Moreover, if this Court were to accept the basic theory of plaintiff but allow evidentiary matter to be introduced on the issue of the allegedly wrongful assessment, the result would be to allow her to circumvent the statutory procedure provided in the Code whereby the taxpayer is required to petition the Tax Court for a redetermination. Cf. Trent v. United States, 442 F.2d 405 (6th Cir. 1971). Consequently, plaintiff's attempt to bootstrap herself by utilizing the yet unproved legal conclusion as a springboard to relief here must fail.

For similar policy reasons, and for the following legal reason, the Court concludes that the narrow judicial exception to the prohibition in Section 7421 announced in Miller v. Standard Nut Margarine Co., 284 U.S. 498, 52 S. Ct. 260, 76 L. Ed. 422 (1932) and modified in Enochs v. Williams Packing and Navigation Co., 370 U.S. 1, 82 S. Ct. 1125, 8 L. Ed. 2d 292 (1962), is likewise not available to plaintiff. The Miller exception is to be invoked only

if it is clear that under no circumstances could the Government ultimately prevail . . .. [370 U.S. at 7, 82 S.Ct. at 1129].

Enochs also provides the necessary guidance for application of this standard:

We believe that the question of whether the Government has a chance of ultimately prevailing is to be determined on the basis of the information available to it at the time of suit. Only if it is then apparent that, under the most liberal view of the law and the facts, the United States cannot establish its claim, may the suit for an *875 injunction be maintained. Otherwise, the District Court is without jurisdiction, and the complaint must be dismissed. [370 U.S. at 7, 82 S.Ct. at 1129].

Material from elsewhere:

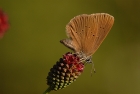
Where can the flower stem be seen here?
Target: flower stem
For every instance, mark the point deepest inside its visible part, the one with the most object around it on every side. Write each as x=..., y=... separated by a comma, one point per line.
x=47, y=90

The determination of plaintiff's "innocent spouse" status must be the result of a thorough fact-finding process because the requirements for so qualifying as such are subtle ones. "The fact that [she] might win [her] cases is not enough . . . to bring [her] within the Enochs exception." Trent v. United States, supra, at 406. See also Williams, supra; Licavoli v. Nixon, 312 F.2d 200 (6th Cir. 1963). In such a case, this Court cannot justifiably conclude the existence of the requisite certainty mandated by Enochs which would allow the plaintiff to escape the bar of § 7421.

Therefore, the Court must conclude that Section 7421 stands as a jurisdictional bar to the relief prayed, and defendant's motion to dismiss is hereby granted. Having so determined, it is unnecessary to decide whether equitable jurisdiction otherwise exists.